Abstract

Although most ocean island basalts (OIB) are enriched in incompatible elements relative to mid-ocean ridge basalts, OIB depleted in these elements also occur on some islands. The Ninetyeast Ridge (NER) in the eastern Indian Ocean is a 5000 km long hotspot track defined by submarine basaltic volcanoes that were islands when they formed from 43 to 77 Ma. A subset of NER basalts, described as depleted, has high abundances of Sc, Y and Lu, which are relatively compatible in clinopyroxene and especially in garnet. It is unusual for magmas to have the trace element characteristics of a mineral. A likely explanation is that the depleted NER basalts were derived from a source that was created as a garnet- and clinopyroxene-bearing residue during partial melting. When this residue formed, the extent of melting must have been low as not all of the garnet and clinopyroxene was melted. To provide sufficient time for the relatively high Lu/Hf of the residue to develop the high 176Hf/177Hf that is characteristic of depleted NER basalts, this melting event must have been ancient.
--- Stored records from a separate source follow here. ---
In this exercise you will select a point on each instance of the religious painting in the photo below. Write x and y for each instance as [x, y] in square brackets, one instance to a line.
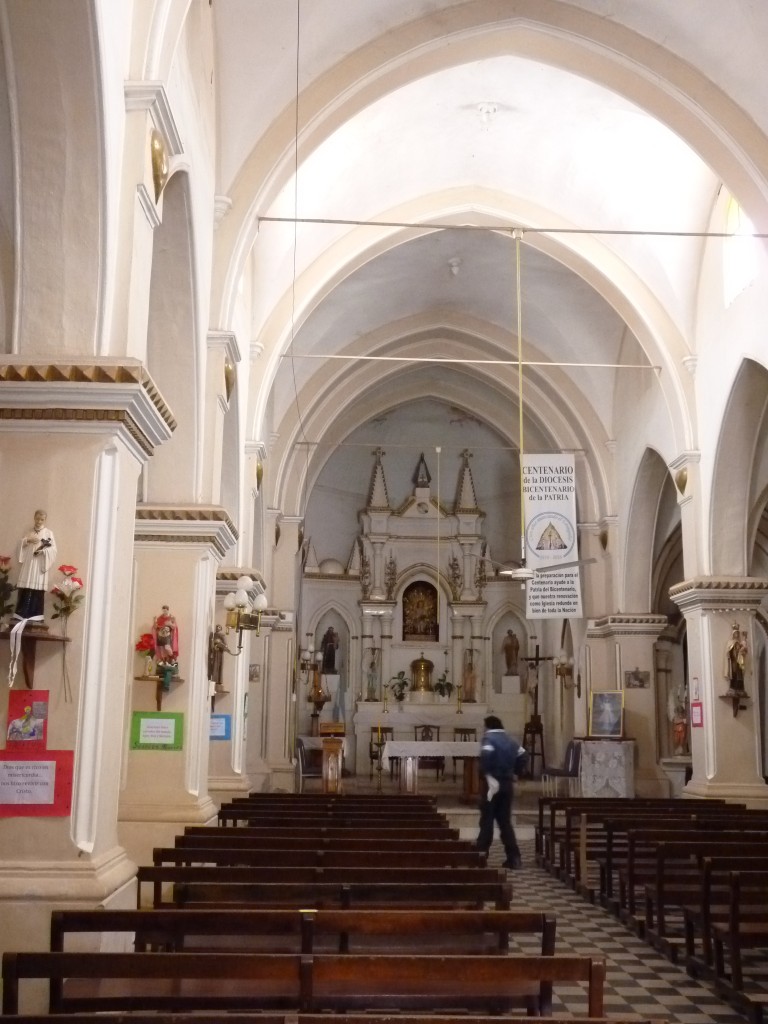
[606, 714]
[636, 679]
[420, 612]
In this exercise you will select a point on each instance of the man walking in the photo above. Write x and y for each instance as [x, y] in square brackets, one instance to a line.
[501, 759]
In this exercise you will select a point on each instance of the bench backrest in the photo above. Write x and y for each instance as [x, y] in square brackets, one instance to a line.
[323, 894]
[202, 981]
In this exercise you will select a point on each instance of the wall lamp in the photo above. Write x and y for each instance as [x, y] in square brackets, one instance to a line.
[244, 609]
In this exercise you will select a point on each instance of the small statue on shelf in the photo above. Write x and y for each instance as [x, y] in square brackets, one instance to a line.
[166, 646]
[37, 552]
[216, 649]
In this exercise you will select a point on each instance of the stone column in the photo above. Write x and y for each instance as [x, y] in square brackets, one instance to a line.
[75, 448]
[725, 750]
[386, 645]
[377, 591]
[623, 643]
[177, 552]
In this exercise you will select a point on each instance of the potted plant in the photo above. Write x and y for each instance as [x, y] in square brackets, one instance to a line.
[398, 684]
[443, 687]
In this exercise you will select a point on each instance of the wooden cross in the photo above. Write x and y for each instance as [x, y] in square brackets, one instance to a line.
[534, 663]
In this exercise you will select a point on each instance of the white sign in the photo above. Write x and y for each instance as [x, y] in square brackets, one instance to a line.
[549, 500]
[158, 730]
[27, 781]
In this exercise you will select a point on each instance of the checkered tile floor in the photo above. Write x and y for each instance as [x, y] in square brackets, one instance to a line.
[640, 982]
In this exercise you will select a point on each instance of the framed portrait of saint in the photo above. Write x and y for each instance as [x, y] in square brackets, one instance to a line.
[606, 714]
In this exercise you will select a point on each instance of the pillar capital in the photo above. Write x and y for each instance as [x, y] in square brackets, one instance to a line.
[720, 593]
[623, 624]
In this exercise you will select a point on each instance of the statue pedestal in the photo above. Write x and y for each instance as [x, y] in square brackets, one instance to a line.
[511, 684]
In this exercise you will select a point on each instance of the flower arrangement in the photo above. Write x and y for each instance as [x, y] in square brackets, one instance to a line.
[68, 594]
[6, 588]
[145, 644]
[443, 686]
[398, 684]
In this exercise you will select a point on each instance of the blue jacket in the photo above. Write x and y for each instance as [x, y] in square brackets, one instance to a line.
[501, 756]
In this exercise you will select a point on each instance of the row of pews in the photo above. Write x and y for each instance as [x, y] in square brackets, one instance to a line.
[690, 877]
[299, 905]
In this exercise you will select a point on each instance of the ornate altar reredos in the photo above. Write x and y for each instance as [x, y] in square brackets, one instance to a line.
[418, 597]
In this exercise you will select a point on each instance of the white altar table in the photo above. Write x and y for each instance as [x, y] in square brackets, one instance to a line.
[409, 752]
[607, 768]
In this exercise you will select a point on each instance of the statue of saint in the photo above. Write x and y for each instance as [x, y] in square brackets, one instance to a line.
[329, 646]
[511, 648]
[216, 649]
[735, 658]
[37, 552]
[166, 637]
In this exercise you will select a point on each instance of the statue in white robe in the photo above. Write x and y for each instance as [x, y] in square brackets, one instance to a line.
[37, 552]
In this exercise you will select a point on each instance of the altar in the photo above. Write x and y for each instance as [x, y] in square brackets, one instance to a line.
[403, 718]
[607, 768]
[409, 752]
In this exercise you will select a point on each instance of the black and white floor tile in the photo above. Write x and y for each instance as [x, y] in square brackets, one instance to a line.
[640, 982]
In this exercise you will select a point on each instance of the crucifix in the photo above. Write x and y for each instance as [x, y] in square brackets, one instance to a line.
[532, 734]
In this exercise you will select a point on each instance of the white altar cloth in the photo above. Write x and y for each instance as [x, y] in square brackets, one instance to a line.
[416, 749]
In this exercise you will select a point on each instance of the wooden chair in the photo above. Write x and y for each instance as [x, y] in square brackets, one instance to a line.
[307, 768]
[463, 735]
[569, 771]
[429, 734]
[387, 732]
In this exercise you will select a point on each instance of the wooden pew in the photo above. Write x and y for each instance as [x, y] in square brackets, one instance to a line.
[181, 875]
[306, 983]
[711, 901]
[553, 820]
[292, 1018]
[324, 894]
[635, 842]
[265, 839]
[371, 809]
[601, 839]
[307, 931]
[677, 881]
[745, 928]
[413, 829]
[445, 856]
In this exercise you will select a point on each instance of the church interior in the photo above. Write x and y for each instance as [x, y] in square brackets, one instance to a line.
[368, 370]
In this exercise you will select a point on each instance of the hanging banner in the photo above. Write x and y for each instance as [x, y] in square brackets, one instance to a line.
[549, 501]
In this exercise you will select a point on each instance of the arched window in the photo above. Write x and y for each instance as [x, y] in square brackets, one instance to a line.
[739, 252]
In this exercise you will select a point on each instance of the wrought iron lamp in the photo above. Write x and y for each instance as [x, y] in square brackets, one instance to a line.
[244, 609]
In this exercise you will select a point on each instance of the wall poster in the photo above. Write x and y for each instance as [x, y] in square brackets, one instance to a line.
[28, 718]
[157, 730]
[35, 782]
[550, 538]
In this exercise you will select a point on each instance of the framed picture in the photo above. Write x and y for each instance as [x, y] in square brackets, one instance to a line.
[606, 714]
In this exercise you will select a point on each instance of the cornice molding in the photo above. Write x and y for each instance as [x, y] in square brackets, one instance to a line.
[208, 525]
[720, 593]
[151, 96]
[120, 391]
[226, 340]
[641, 624]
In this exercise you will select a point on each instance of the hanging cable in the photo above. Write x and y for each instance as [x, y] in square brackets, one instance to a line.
[518, 298]
[437, 567]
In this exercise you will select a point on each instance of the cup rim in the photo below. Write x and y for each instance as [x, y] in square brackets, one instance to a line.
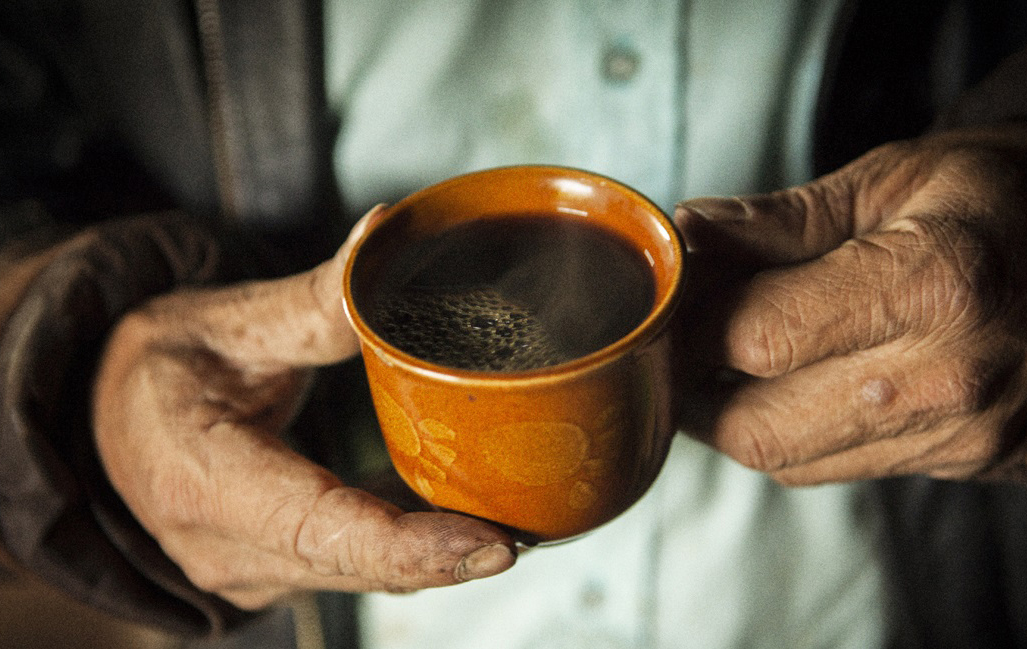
[654, 322]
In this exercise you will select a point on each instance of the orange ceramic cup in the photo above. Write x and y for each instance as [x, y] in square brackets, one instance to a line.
[553, 452]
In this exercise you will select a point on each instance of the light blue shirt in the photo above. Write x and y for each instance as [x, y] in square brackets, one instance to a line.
[678, 100]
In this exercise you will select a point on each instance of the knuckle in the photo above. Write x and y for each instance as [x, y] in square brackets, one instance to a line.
[956, 275]
[763, 344]
[754, 446]
[962, 387]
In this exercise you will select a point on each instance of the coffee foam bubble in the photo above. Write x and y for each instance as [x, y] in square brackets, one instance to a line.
[467, 328]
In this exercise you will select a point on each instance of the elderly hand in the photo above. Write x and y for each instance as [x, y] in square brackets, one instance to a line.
[193, 392]
[881, 328]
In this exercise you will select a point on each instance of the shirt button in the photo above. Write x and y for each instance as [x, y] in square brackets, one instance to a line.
[620, 64]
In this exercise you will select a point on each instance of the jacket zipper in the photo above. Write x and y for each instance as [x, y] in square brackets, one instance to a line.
[212, 42]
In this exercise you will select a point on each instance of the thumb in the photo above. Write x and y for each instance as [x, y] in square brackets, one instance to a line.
[293, 321]
[762, 230]
[802, 223]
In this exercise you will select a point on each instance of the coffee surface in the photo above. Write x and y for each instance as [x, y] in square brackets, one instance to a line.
[512, 294]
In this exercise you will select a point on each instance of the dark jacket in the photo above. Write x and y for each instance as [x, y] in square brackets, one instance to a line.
[147, 145]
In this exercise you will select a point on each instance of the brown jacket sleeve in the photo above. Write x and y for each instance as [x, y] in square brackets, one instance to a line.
[60, 518]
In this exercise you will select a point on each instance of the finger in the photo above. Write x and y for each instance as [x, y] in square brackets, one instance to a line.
[295, 320]
[848, 403]
[866, 293]
[256, 493]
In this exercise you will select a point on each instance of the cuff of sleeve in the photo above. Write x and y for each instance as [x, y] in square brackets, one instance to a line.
[60, 517]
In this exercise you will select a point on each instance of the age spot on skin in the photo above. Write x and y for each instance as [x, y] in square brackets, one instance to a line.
[879, 392]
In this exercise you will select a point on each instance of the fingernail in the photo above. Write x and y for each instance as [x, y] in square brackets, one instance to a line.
[484, 562]
[715, 208]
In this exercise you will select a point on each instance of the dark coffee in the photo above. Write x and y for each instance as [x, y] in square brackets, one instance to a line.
[510, 294]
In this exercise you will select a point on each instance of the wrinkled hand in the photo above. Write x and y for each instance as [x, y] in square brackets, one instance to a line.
[878, 315]
[193, 392]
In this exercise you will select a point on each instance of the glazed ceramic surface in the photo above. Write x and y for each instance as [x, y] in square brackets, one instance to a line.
[553, 452]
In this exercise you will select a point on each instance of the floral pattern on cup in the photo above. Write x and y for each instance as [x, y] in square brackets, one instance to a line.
[569, 451]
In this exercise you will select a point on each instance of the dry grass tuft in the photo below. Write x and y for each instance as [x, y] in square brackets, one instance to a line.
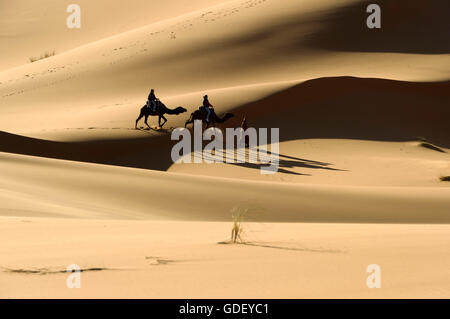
[45, 55]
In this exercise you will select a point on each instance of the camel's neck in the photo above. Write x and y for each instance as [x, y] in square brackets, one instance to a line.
[170, 111]
[222, 119]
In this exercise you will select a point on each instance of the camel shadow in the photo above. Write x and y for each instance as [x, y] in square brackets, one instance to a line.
[258, 159]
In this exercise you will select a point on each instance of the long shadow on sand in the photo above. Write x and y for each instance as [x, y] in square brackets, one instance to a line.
[285, 163]
[330, 108]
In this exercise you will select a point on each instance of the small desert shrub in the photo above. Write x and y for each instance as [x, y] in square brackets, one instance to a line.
[236, 230]
[431, 147]
[45, 55]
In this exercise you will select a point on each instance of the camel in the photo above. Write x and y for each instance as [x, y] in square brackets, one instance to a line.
[161, 109]
[213, 118]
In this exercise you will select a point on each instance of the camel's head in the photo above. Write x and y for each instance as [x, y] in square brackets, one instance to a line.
[180, 110]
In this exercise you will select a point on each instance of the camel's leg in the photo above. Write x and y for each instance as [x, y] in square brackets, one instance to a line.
[140, 116]
[146, 118]
[165, 120]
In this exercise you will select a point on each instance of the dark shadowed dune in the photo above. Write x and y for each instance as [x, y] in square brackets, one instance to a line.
[339, 107]
[356, 108]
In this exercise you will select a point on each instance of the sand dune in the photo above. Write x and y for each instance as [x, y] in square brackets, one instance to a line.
[363, 118]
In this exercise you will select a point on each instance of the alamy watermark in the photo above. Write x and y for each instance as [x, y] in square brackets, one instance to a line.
[374, 279]
[256, 141]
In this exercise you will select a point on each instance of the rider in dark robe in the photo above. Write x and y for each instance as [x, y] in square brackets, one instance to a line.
[151, 102]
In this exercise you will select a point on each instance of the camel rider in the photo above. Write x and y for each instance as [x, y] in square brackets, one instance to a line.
[152, 100]
[207, 107]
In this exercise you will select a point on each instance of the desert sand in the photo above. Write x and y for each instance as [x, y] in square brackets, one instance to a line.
[364, 139]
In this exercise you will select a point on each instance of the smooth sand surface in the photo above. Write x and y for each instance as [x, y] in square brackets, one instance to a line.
[364, 139]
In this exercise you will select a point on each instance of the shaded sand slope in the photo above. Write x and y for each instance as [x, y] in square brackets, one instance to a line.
[226, 46]
[72, 189]
[29, 30]
[352, 108]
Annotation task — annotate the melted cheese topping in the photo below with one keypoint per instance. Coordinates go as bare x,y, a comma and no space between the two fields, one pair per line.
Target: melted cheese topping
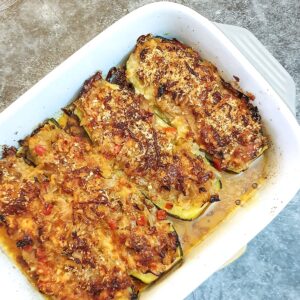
174,77
80,234
152,153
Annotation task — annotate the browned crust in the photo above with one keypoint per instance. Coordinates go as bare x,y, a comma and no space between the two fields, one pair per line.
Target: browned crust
225,122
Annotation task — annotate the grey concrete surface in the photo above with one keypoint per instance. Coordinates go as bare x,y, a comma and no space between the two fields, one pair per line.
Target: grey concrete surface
37,35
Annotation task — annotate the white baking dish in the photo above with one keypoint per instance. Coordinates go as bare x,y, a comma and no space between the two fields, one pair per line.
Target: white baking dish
110,48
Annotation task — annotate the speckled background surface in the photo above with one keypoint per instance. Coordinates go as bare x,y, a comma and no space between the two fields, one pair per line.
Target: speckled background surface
37,35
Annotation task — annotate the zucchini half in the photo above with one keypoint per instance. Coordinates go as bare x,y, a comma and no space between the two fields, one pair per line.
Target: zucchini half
149,277
175,137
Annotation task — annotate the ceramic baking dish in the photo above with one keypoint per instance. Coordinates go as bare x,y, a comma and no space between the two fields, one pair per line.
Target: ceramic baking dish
110,48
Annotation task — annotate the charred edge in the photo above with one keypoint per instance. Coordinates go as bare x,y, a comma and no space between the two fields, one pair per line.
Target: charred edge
89,83
8,151
26,241
40,126
254,112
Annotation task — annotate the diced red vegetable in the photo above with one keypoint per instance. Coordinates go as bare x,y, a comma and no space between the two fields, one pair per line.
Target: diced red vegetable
112,224
117,149
217,164
170,129
39,150
161,215
47,209
141,221
169,205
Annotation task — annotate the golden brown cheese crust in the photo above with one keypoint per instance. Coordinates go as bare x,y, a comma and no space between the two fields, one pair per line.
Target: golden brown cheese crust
226,125
145,147
80,234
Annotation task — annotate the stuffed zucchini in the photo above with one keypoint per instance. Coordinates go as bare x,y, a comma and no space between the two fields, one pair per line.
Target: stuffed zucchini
110,204
175,78
154,154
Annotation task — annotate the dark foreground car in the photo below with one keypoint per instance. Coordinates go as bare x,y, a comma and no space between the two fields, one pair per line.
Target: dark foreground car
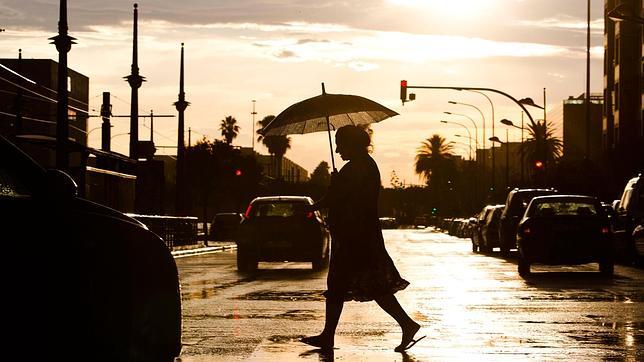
515,205
81,281
278,229
225,226
565,230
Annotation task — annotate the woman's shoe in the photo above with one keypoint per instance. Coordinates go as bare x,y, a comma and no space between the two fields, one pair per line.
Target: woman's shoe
408,340
320,341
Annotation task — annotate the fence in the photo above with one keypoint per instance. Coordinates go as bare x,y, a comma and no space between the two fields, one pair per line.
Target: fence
174,230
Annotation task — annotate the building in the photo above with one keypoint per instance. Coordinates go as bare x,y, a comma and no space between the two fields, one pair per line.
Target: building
28,105
622,126
574,127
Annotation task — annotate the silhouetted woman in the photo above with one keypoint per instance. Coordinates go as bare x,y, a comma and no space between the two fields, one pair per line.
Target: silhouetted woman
360,267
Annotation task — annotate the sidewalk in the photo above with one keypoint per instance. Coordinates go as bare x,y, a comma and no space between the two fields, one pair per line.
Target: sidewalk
201,248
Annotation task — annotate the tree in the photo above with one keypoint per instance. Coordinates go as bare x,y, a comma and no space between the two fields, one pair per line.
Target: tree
433,160
229,129
276,145
542,145
321,176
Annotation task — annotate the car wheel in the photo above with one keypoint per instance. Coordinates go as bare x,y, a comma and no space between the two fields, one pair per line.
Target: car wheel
524,267
606,267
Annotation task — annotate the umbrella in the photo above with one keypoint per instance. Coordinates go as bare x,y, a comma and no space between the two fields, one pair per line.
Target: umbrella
326,112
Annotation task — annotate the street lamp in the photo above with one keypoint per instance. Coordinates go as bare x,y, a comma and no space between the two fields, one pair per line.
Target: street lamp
507,155
476,130
470,141
507,122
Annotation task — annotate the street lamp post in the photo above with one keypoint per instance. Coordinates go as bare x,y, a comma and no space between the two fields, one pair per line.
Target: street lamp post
507,122
507,156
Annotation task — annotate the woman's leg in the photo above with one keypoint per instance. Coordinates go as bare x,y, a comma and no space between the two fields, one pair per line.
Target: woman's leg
390,304
326,339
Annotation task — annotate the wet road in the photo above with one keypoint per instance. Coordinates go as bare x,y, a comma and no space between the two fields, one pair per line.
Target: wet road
470,306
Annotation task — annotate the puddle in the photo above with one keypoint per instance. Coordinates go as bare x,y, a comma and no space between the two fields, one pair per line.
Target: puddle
286,296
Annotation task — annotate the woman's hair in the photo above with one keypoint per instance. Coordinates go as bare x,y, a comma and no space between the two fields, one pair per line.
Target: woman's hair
354,137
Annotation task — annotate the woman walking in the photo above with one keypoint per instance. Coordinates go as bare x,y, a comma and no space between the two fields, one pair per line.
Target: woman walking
360,267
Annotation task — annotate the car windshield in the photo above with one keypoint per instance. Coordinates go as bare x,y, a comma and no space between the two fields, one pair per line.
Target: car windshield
573,207
276,209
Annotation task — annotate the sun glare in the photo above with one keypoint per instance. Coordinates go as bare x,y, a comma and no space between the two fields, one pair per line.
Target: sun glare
450,7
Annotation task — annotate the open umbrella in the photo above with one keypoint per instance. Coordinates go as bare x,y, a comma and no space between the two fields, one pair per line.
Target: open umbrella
326,112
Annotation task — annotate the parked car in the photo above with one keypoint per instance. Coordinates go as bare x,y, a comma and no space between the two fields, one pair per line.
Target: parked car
490,229
515,206
277,228
477,228
388,223
629,213
565,229
82,280
225,225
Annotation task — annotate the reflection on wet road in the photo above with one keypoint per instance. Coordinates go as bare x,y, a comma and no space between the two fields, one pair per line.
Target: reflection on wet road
471,306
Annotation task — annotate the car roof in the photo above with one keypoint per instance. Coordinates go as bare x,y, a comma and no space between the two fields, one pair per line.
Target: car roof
565,197
281,198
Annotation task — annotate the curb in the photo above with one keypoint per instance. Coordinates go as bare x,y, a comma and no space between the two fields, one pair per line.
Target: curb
202,251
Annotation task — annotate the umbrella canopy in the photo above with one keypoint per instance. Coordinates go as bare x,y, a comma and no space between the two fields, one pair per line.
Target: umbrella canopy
310,115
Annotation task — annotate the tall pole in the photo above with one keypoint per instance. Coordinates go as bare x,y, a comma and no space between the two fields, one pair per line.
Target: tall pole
252,136
181,104
588,83
507,160
63,43
106,127
135,81
522,151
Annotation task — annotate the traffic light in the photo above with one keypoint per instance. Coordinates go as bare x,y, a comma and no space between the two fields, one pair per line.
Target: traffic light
538,165
403,91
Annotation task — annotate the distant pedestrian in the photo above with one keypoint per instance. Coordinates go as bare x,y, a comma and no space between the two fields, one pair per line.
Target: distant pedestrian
360,267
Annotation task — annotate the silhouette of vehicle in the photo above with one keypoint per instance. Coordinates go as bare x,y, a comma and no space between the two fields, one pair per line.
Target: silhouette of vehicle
490,228
388,222
82,279
515,205
565,229
477,228
629,213
225,226
277,228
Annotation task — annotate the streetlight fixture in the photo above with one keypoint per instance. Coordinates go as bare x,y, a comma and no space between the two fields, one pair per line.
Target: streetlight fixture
507,122
470,141
507,155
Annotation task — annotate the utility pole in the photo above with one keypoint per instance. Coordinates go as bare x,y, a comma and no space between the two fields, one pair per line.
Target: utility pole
63,44
588,83
181,104
106,113
252,136
18,100
135,81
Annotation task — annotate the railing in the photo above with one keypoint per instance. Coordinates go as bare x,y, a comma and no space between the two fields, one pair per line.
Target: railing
174,230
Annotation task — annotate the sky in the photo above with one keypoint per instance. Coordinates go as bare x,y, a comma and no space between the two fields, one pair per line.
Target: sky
278,52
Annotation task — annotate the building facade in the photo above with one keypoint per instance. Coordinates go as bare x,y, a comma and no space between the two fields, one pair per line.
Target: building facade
574,128
622,126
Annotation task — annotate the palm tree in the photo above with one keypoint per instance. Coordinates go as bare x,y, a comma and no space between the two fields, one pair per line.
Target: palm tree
276,145
541,144
433,162
229,129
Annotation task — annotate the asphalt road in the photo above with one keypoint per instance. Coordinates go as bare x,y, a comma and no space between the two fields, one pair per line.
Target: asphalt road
470,306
In the second much younger melting event that formed the NER, the extent of melting was sufficiently high to eliminate garnet and clinopyroxene from the ancient residue. Basalts erupted on a segment of the Mid-Atlantic Ridge near the Azores were also derived from an ancient garnet-bearing residue. Residues from ancient partial melting events involving low extents of melting are the dominant source of mid-ocean ridge basalts and depleted magmas associated with the Kerguelen and Azores hotspots. In contrast, a very different process has been inferred for creating the source of depleted Icelandic basalts. Their source was gabbro containing cumulate plagioclase and clinopyroxene. Such gabbros are common in the lower oceanic crust, and if recycled into the Icelandic hotspot they are a source of depleted Icelandic basalts.